La Cour constitutionnelle allemande, la plus haute juridiction du pays, a suspendu mardi l’extradition d’un citoyen turc reconnu coupable d’avoir soutenu une organisation islamiste, affirmant que le tribunal de première instance n’avait pas correctement examiné s’il pouvait être torturé en Turquie.

Le tribunal avait ordonné l’expulsion de l’homme, qui est né et qui a grandi en Allemagne, après avoir été reconnu coupable de s’être rendu en Syrie et de soutenir une organisation terroriste, Jound al-Cham.

Près d’un millier de personnes auraient quitté l’Allemagne pour combattre auprès des militants islamistes.
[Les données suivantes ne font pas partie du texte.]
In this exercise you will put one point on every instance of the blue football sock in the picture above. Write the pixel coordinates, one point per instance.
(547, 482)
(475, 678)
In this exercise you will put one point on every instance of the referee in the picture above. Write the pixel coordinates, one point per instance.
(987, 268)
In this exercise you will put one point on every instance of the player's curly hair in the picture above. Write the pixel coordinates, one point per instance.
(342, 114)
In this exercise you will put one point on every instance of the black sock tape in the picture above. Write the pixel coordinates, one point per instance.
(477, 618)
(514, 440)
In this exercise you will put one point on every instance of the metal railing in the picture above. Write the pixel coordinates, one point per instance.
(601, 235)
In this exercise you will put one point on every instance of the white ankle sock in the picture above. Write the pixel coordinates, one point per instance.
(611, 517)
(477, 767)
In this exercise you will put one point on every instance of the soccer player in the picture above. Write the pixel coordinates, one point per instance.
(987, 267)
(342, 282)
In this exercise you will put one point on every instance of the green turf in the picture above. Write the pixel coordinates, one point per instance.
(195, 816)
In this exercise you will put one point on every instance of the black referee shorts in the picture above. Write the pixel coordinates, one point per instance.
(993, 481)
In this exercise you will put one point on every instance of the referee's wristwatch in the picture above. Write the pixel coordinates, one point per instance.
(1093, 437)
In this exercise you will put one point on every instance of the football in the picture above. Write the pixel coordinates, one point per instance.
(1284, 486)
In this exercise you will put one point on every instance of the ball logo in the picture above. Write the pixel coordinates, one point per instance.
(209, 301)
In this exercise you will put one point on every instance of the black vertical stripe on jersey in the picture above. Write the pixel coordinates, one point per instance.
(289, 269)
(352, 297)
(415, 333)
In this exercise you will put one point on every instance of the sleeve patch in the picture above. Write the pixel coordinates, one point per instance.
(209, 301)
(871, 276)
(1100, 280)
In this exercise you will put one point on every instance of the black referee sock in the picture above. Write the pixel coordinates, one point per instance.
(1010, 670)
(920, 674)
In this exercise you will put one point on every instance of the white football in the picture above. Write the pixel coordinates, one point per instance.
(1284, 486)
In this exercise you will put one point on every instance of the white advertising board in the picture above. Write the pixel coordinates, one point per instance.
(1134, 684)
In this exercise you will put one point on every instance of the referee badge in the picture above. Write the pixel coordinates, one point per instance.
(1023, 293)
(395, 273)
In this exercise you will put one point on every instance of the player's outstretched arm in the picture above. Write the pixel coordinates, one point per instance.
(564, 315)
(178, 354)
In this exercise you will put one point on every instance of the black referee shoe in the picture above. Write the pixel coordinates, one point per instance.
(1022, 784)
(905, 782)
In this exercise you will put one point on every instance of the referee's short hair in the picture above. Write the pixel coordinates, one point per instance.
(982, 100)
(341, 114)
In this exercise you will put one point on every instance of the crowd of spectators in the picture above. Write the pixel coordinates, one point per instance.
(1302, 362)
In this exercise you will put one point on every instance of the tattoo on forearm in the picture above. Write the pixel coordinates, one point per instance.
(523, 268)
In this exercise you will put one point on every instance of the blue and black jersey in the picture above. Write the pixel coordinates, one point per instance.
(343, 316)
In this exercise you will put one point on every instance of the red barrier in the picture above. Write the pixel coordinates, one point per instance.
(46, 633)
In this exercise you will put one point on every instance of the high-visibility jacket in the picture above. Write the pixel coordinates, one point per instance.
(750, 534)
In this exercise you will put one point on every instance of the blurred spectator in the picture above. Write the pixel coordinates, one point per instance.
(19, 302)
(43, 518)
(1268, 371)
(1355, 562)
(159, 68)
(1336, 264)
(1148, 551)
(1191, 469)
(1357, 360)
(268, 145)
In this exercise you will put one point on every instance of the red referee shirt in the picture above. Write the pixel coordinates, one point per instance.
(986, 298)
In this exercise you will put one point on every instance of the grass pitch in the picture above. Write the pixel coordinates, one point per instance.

Le tribunal avait estimé qu’un islamiste ne risquait pas la torture contrairement aux Kurdes et aux gülenistes

Le tribunal a déclaré que l’homme de 30 ans s’était rendu en Syrie avec sa femme et ses enfants en 2013. Après son retour en Allemagne, il avait transféré 25 000 euros sur un compte du groupe islamiste.

Il avait d’abord été condamné à trois ans et six mois de prison à Berlin en 2015 mais les autorités de l’immigration avaient ordonné son expulsion immédiate vers la Turquie.

L’homme avait fait appel, arguant qu’il pouvait être torturé mais la cour d’appel l’avait rejeté, déclarant qu’il était peu probable qu’un extrémiste islamiste soit confronté au genre de violations des droits de l’homme commises sur les Kurdes ou les sympathisants du Hizmet, ce mouvement initié par Fethullah Gülen, que le pouvoir accuse d’avoir fomenté la tentative de coup d’Etat du 15 juillet 2016.

Les allégations de torture sont sérieuses

Amnesty International avait apporté le témoignage d’une personne vivant en Allemagne dont le fils, emprisonné à Corum, avait été sévèrement battu et qu’il avait dû dormir sans soins médicaux dans une cellule pleine de matières fécales. La Cour a estimé que cette donnée était une donnée suffisante pour suspendre l’extradition.

La Cour est allée plus loin. La détérioration significative des conditions de détention en Turquie est une cause générale nécessitant un examen méticuleux des violations imminentes des droits de l’homme.

Elle a fait référence à plusieurs décisions de tribunaux régionaux. Le tribunal de Brême, par exemple, s’est référé à un rapport du ministère des affaires étrangères publié à la fin du mois de septembre. « Des cellules surpeuplées, une nutrition inadéquate et médiocre sont à prévoir et, en règle générale, il n’y a pas suffisamment d’installations pour s’asseoir ou dormir », a-t-elle indiqué.

« Une violation de l’article 3 de la Convention européenne des droits de l’homme, qui interdit la torture et les traitements inhumains, est susceptible d’être prévue dans de nombreuses prisons turques », a-t-elle ajouté.